Last year, we published a story explaining how scientists had used satellite images of rocks stained pink with guano to discover several unexpectedly large colonies of Adélie penguins on the Danger Islands. Now the researchers are back with a new announcement: Using Landsat data, they have analyzed how the size of that penguin population has changed since 1982. They also used Landsat’s deep archive of satellite imagery to analyze what the penguins eat and whether their diets have changed over the past three decades.
“While the Adélie population [on the Danger Islands] is massive, it was even larger in the past,” said Heather Lynch of Stony Brook University. “We believe the population peaked in the late 1990s and has been on a slow steady decline ever since.” The scientists are still working out what may have caused the 10 to 15 percent decline in the population, but they think it is probably related to changing environmental conditions.

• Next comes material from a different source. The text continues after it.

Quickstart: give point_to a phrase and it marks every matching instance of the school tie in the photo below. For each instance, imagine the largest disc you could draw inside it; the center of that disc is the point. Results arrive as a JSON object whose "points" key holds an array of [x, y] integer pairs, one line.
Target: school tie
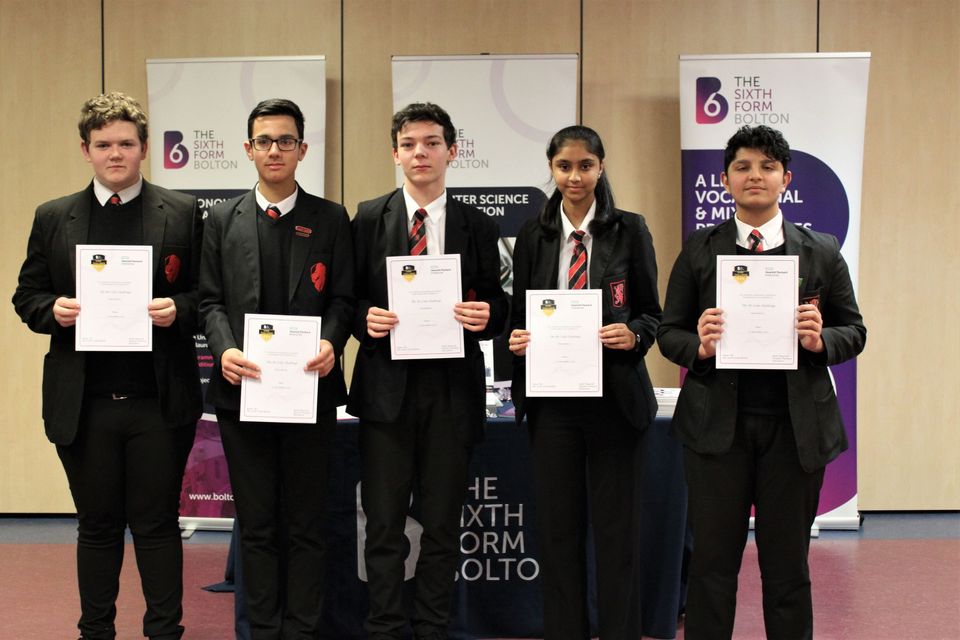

Adélie penguins are particularly sensitive to changes in climate because they require ice-free land areas to breed and access to open water. They also need enough sea ice to support populations of key food sources. The researchers thought that changing diets would accompany the decline in population, but by analyzing the spectral signatures of all the guano stains found in cloud-free Landsat image of the islands since 1982, they were surprised to discover the penguins’ diets have stayed the same.
Penguin guano ranges from white to pink to dark red. White guano is from eating mostly fish; pink and red is from mostly eating krill. The University of Connecticut’s Casey Youngflesh, however, noticed some intriguing regional patterns in what Adélie penguins eat. Colonies in West Antarctica tend to eat more krill, while colonies in East Antarctic consume more fish. The reasons for the difference are not clear, though Youngflesh is looking into the possibility that differences in the Antarctic silverfish population may be a factor.
Discovering the big colonies on the Danger Islands has also opened up a new pathway for figuring out when penguins first arrived. By digging through layers of guano-stained pebbles during a recent field expedition and dirt and dating them with radiocarbon techniques, Michael Polito of Louisiana State University worked out that penguins must have arrived on the Danger Islands about 2,900 years ago, thousands of years earlier than previous evidence suggested.
Expect to hear even more guano-stained discoveries in the future. “We are only just scratching the surface of what we can do in terms of tracking seabirds from space,” said Lynch. “We should be able to extend the technique to snow petrel, boobies, and cormorants.”
Lynch put the total number of penguins on the Danger Islands at roughly 1.5 million (individual birds) — more than live on all the rest of the Antarctic Peninsula combined.